MOM6 crashes after initialization

I have been running mom6-panan-005 fine for 3 months now without a problem submitting each months individually. Yesterday, I submitted another 3 months with payu run -n 3. The first month (i.e April 1991) ran fine, but then MOM6 crashed in the second month right after initialization:

Exiting coupler_init at 20230209 135016.510

*** longjmp causes uninitialized stack frame ***: /scratch/e14/cs6673/mom6/work/panan_005deg_jra55_ryf/symmetric_FMS2-e7d09b7 terminated

This error is in the first 20,000 lines of mom6.err

My directory is here /home/142/cs6673/payu/panan_005deg_jra55_ryf

That’s a new one to me! Just to get the dumb questions out of the way, was your job terminated by PBS for running out of walltime/memory? The PBS outputs mom6_panan-005.{e,o}* are only readable by you by default.

Yes, it has indeed exceeded it’s walltime which I set to 3:30. Normally it takes about 3 hours for 1 months. It shouldn’t take 3.5 hours to initialize though or whatever it’s trying to do

I seem to recall payu taking quite a while to generate the manifests for the restart files, which you wouldn’t have seen on the first segment. Not sure what right advice is here, maybe @aekiss would have a suggestion from experience with ACCESS-OM2-01?

Did you try to resubmit and did you get the same error? Often there’s little glitches on the NCI side that resolve themselves if you just try again.

Not yet, but can do it now

Yes, try running it again. Hopefully this is a transient NCI glitch.

I haven’t seen longjmp causes uninitialized stack frame since 2018 in a test version of ACCESS-OM2-01 on Raijin…

I guess I was suggesting that it’s only a weird error because the model was killed due to running out of walltime (which was indeed the case). I suspect the root of that is because running a restart is taking longer than the original cold-start segment, which could be a few things:

  • slow restart input/initialisation?
  • payu calculating a restart manifest, which takes a while?

Maybe. 135G of restarts is significant, also there are only 24 of them, so you’re not getting the full benefit of parallelising across the 48 cores.

To test how long it is taking you can just try

time payu setup

before your next run. This will compute the hashes for the restart manifest and give you an idea if that is a significant overhead.

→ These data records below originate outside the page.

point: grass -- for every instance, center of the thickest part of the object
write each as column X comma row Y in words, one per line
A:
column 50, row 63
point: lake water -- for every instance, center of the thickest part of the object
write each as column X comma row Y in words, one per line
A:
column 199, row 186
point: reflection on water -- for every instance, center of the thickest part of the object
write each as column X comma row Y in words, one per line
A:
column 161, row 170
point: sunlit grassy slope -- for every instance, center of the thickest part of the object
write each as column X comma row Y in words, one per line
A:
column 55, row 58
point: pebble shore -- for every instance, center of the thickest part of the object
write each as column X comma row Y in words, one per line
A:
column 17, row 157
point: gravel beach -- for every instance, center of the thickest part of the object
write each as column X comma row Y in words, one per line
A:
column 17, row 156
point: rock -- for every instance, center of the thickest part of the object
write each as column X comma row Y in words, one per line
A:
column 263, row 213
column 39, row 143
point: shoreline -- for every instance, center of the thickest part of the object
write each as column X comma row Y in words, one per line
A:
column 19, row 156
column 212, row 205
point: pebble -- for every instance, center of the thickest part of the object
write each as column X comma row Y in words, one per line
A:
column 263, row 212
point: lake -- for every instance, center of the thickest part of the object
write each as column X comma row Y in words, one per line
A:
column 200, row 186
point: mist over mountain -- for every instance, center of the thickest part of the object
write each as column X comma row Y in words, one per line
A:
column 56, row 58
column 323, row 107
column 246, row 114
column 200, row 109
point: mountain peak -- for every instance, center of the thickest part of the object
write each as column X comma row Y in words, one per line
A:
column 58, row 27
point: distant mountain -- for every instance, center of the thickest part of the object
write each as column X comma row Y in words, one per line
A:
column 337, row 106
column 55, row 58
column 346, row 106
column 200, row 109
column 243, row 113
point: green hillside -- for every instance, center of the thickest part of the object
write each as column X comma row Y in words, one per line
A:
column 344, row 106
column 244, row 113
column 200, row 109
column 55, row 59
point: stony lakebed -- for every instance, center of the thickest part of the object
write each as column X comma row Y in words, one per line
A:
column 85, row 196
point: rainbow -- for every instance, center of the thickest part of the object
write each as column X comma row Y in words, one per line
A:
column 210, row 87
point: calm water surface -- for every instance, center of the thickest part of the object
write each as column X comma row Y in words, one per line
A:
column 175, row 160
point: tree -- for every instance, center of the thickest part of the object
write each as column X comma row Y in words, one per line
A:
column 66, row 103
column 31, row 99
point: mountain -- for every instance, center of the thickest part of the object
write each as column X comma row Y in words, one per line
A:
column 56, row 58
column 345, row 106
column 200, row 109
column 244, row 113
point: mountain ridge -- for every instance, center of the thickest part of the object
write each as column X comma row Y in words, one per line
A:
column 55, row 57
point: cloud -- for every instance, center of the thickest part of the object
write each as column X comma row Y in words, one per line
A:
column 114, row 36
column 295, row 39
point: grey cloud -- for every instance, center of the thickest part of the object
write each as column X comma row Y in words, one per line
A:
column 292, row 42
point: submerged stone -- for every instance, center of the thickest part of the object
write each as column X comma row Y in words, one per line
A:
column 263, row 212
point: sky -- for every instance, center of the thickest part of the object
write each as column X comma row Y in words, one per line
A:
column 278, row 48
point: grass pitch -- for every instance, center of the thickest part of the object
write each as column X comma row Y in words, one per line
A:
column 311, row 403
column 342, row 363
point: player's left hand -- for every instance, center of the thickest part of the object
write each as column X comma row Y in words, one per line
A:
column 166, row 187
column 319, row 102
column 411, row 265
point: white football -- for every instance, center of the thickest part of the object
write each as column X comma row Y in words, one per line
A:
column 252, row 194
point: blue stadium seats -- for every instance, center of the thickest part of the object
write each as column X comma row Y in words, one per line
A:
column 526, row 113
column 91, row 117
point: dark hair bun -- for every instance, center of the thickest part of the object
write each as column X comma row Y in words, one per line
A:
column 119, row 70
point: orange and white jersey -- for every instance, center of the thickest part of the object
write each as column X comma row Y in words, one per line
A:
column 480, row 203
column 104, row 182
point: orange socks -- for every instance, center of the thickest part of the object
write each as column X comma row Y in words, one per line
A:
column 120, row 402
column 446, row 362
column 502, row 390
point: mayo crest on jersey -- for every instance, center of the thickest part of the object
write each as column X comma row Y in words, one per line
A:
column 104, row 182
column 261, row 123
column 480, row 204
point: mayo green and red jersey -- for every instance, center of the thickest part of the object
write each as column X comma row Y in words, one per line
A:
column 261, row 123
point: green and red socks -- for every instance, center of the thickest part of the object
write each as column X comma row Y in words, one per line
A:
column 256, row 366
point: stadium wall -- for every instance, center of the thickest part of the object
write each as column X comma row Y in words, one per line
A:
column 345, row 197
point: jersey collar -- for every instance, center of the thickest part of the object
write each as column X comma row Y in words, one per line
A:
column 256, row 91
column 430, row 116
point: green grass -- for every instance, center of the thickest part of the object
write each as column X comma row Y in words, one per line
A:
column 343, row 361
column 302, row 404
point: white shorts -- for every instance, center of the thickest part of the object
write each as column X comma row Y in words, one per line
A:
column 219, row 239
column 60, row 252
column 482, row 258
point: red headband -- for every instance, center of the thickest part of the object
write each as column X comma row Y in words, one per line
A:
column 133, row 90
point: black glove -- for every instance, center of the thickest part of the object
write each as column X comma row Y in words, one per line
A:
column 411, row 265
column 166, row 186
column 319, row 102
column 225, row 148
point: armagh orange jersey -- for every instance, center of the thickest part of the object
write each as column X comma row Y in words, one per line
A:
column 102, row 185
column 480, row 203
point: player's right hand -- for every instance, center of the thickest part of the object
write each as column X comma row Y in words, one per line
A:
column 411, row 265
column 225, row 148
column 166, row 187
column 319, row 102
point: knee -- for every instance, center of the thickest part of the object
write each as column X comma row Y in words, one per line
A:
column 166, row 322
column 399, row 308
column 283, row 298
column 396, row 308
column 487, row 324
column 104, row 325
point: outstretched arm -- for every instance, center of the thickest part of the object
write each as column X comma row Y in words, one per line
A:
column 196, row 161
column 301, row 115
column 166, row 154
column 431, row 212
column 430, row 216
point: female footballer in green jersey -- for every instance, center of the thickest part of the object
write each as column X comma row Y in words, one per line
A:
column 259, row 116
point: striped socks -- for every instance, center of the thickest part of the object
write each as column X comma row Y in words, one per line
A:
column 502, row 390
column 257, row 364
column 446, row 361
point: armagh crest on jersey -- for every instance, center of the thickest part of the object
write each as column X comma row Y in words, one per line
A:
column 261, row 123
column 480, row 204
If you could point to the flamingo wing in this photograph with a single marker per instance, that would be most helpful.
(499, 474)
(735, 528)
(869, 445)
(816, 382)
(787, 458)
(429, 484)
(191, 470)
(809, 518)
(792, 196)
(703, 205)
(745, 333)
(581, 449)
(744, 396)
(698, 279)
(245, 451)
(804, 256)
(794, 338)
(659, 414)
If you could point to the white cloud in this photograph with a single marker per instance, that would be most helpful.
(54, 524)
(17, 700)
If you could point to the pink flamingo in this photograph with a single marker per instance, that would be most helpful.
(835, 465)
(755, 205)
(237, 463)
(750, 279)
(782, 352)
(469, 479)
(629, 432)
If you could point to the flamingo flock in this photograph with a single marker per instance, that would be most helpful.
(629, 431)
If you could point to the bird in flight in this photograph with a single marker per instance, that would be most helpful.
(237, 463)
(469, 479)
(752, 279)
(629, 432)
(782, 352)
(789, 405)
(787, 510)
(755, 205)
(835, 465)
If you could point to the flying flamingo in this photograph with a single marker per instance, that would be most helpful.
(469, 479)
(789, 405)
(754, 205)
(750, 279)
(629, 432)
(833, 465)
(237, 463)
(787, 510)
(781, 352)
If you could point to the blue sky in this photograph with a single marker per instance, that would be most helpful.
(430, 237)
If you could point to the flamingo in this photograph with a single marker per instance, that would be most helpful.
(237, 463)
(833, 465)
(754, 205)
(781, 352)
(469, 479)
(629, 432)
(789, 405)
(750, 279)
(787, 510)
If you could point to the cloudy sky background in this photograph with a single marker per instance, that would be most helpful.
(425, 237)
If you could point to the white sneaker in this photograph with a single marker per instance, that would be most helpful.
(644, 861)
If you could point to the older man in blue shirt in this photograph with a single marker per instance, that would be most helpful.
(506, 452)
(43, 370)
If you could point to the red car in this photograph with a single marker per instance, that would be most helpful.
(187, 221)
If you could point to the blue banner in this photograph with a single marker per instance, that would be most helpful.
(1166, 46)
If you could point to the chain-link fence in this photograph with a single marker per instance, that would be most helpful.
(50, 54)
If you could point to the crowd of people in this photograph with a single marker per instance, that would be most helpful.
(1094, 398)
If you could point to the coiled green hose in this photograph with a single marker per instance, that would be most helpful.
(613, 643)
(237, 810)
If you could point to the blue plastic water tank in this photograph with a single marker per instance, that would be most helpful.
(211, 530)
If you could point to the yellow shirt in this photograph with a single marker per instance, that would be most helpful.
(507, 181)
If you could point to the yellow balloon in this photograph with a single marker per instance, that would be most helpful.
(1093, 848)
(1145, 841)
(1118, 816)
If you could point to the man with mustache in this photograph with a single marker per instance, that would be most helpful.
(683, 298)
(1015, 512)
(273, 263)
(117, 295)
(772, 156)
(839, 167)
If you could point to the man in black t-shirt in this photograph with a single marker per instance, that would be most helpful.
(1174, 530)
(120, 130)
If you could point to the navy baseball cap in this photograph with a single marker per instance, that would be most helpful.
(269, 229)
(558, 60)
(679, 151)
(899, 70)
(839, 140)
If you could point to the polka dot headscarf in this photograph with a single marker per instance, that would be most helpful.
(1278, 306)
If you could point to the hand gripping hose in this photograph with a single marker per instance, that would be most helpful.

I did have a notion to compute those as a post-processing job, or have a mode where this calculation was done outside the main PBS job, like a pre-processing step, but it wasn’t straightforward and didn’t seem necessary based on the use cases I’d tested on up till then which weren’t as taxing as this example.

This is the issue @aekiss was referring to for reference

1 Like

Interesting, timing:

$ time parallel md5sum {} ::: $(find archive/restart002/ -iname "*.nc")
real	2m5.028s
user	6m40.891s
sys	4m7.886s

but for a single 7G file:

$ time md5sum archive/restart002/
9ca2d6455361062694d35609a05eec0d  archive/restart002/

real	0m16.347s
user	0m10.153s
sys	0m6.012s

I guess it is saturating file IO, limiting the speed with which they can be read in. So parallelisation is of some value, but not a universal panacea.

It is faster than serial, though not by as much as I would have thought:

$ time md5sum $(find archive/restart002/ -iname "*.nc")                                                                           

real    5m15.216s
user    3m19.317s
sys     1m54.614s

and using 4 processes is actually faster than 24:

$ time parallel -j 4 md5sum {} ::: $(find archive/restart002/ -iname "*.nc")                                                      

real    1m38.735s
user    3m27.332s
sys     2m26.171s

Ok, so here is an interesting update:

I am through the first month now. The output files 19910401.*.nc are however empty (time = UNLIMITED ; // (0 currently)

And it continues to run (atm at 1991/05/06) in the same pbs job 71980789.gadi-pbs. (I changed the walltime again to 5 hours for now, just in case). So I guess, it will run another ~1.5 hours and then run out of walltime some time in the second month.

I used this line payu sweep && payu run -n 3 and assumed that three different pbs jobs where submitted one after another. So I should be seeing a different pbs job number?

These are the diagnostic files. It isn’t always useful to use these to diagnose the status of a run as the frequency of output to these files is determined by the configuration in diag_table.

I don’t quite understand this.

In any case, I can see your run finished, does that mean your problem is resolved?

Yes, it’s solved. It was a combination of running out of walltime and then not setting back the runtime to 1 month.